Dans la manifestation des Chinois dimanche à Belleville. (© AFP Bertrand Langlois)
La manifestation devait rester pacifique, elle a dégénéré. Ils étaient des milliers de Chinois et d’Asiatiques à manifester (8500 selon la police) dimanche après-midi, dans le quartier parisien de Belleville, pour protester contre l’insécurité dont ils se disent victimes. Que s'est-il passé ?
La manifestation: les raisons de la colère
Selon les organisateurs, il s’agit de la plus importante manifestation de cette communauté jamais organisée en France. Ils protestaient contre l’insécurité dont ils se disent victimes et perpétrés, selon eux, par des groupes de jeunes vivant à Belleville ou dans d’autres quartiers de l’est parisien. «Il y a tout le temps des vols de sac, dans la rue. Des viols, aussi», expliquait une commerçante chinoise. «On est attaqué parce que les Chinois ont souvent du liquide sur eux, on est des cibles faciles», ajoute un habitant. Même pas la moitié vont porter plainte. Surtout à cause de la langue: beaucoup parlent mal français et n’osent pas se rendre au commissariat.»

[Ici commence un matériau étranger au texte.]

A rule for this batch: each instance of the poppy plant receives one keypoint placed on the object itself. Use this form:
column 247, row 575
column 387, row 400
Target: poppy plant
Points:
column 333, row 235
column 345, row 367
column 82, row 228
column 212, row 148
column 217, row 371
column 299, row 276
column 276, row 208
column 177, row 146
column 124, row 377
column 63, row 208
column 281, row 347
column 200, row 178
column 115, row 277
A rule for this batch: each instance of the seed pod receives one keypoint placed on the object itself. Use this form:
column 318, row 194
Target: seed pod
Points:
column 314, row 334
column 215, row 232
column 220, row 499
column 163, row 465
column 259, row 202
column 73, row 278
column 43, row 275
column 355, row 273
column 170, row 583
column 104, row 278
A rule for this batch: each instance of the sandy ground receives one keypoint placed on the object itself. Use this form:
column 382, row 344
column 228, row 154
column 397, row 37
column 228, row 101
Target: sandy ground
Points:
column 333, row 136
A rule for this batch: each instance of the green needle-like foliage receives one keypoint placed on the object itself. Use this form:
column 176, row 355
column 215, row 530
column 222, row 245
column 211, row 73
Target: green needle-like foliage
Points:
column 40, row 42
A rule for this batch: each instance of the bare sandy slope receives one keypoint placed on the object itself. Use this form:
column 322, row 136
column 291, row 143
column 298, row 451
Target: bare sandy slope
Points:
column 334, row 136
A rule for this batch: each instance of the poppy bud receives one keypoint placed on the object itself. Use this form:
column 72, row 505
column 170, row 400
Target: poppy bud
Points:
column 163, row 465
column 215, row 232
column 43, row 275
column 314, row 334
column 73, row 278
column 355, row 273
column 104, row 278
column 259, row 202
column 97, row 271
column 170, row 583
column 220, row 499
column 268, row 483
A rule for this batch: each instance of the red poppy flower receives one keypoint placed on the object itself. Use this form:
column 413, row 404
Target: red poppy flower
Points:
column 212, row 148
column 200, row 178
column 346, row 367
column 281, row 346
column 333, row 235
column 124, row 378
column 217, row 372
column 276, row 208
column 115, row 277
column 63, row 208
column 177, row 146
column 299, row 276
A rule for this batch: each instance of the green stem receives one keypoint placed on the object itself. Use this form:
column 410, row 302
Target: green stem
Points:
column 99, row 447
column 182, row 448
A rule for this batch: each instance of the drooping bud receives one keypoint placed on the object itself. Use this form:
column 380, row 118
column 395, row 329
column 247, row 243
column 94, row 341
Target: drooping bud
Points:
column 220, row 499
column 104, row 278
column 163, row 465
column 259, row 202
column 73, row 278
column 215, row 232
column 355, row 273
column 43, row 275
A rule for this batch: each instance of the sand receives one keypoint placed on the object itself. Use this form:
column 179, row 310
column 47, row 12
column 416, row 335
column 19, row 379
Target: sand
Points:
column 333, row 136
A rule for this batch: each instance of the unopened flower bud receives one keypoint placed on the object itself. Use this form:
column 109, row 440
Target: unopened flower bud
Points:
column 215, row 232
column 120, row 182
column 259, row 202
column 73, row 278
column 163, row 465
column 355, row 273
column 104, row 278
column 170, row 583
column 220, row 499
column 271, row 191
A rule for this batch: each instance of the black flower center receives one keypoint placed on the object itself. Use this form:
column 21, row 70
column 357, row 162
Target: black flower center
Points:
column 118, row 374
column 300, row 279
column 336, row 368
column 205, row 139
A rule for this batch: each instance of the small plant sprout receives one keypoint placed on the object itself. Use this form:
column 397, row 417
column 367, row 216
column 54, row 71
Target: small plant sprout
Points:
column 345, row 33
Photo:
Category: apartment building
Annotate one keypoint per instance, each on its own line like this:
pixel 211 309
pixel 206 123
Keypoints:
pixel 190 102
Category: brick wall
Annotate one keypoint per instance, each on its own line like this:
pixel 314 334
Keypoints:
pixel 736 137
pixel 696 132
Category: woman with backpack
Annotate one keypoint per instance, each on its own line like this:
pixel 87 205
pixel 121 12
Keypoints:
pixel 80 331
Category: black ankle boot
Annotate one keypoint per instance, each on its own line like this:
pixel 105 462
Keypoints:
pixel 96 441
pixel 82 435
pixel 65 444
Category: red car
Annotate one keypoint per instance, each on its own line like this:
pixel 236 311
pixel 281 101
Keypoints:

Florence habite le 19e arrondissement, contigu à Belleville: «Cela fait des années que ça dure, depuis 2002. J’ai assisté plusieurs fois à des agressions, à des insultes, principalement de maghrébins contre des personnes d’origine chinoise. Trois fois, en 2003, j’ai appelé la police qui a refusé d’intervenir. Ça fait longtemps qu’ils sont au courant mais qu’ils ne font rien. J’ai vraiment la sensation d’une inertie.» Hier, le collectif réclamait «des actions concertées et coordonnées» des autorités pour renforcer la sécurité dans le quartier.
Dérapage
C’est à cause d’un vol de sac à main d’une femme dans le cortège que le rassemblement a dégénéré. D’après plusieurs témoignages, des manifestants chinois ont pris à partie les voleurs qui ont dû se réfugier dans le commissariat avec le sac, pour éviter le lynchage. Des échauffourées ont ensuite éclaté, vers 17 h 30. Trois personnes d’origine asiatique ont immédiatement été interpellées par la police. Les manifestants ont ensuite demandé à plusieurs reprises aux forces de l’ordre de les relâcher en scandant « libérez », les poings levés.
Les échauffourées
Les premiers incidents interviennent peu après le vol, vers 17 h 35, entre une cinquantaine de jeunes manifestants et de jeunes extérieurs au cortège, d’origine maghrébine et africaine. Jets de bouteilles, d’œufs, poubelles brûlées: des camions de CRS et de gendarmes investissent rapidement le quartier, à l’intersection du boulevard et de la rue Belleville. Des gaz lacrymogènes dissipent ensuite la foule. Après le départ en trombe des forces de l’ordre, sous les projectiles, un groupe renverse une voiture rue de Belleville et une auto banalisée de la police. La tension est palpable dans la rue: discussions houleuses, tensions communautaires. Rapidement, les gendarmes et CRS reviennent et doivent avoir recours aux gaz lacrymogènes. Peu après 20 heures, le dialogue entre les manifestants et les forces de l’ordre permet de calmer le jeu: ils promettent que les interpellés seront relâchés le lendemain. Après le départ des gendarmes mobiles, des petits groupes de manifestants déplacent des voitures garées afin de bloquer la circulation. Deux personnes sont même renversées par une auto. Nouvelle intervention. La dernière : à 22 heures, le calme revient.
Bilan
Trois policiers ont été blessés durant les affrontements. Au total, huit personnes ont été interpellées dimanche, cinq étaient encore en garde à vue hier soir. Les manifestants qui réclamaient des «des actions concertées et coordonnées», ont été entendu. «Nous sommes d’accord pour créer un comité de pilotage unique, explique le maire du 20e arrondissement, Frédérique Calandra. Il s’agit de simplifier la vie des ressortissants chinois, mieux prendre en compte leur demande.» Un projet qui réunirait les quatre arrondissements de Belleville (10, 11, 19 et 20e). La première séance de travail doit se tenir avant l’été.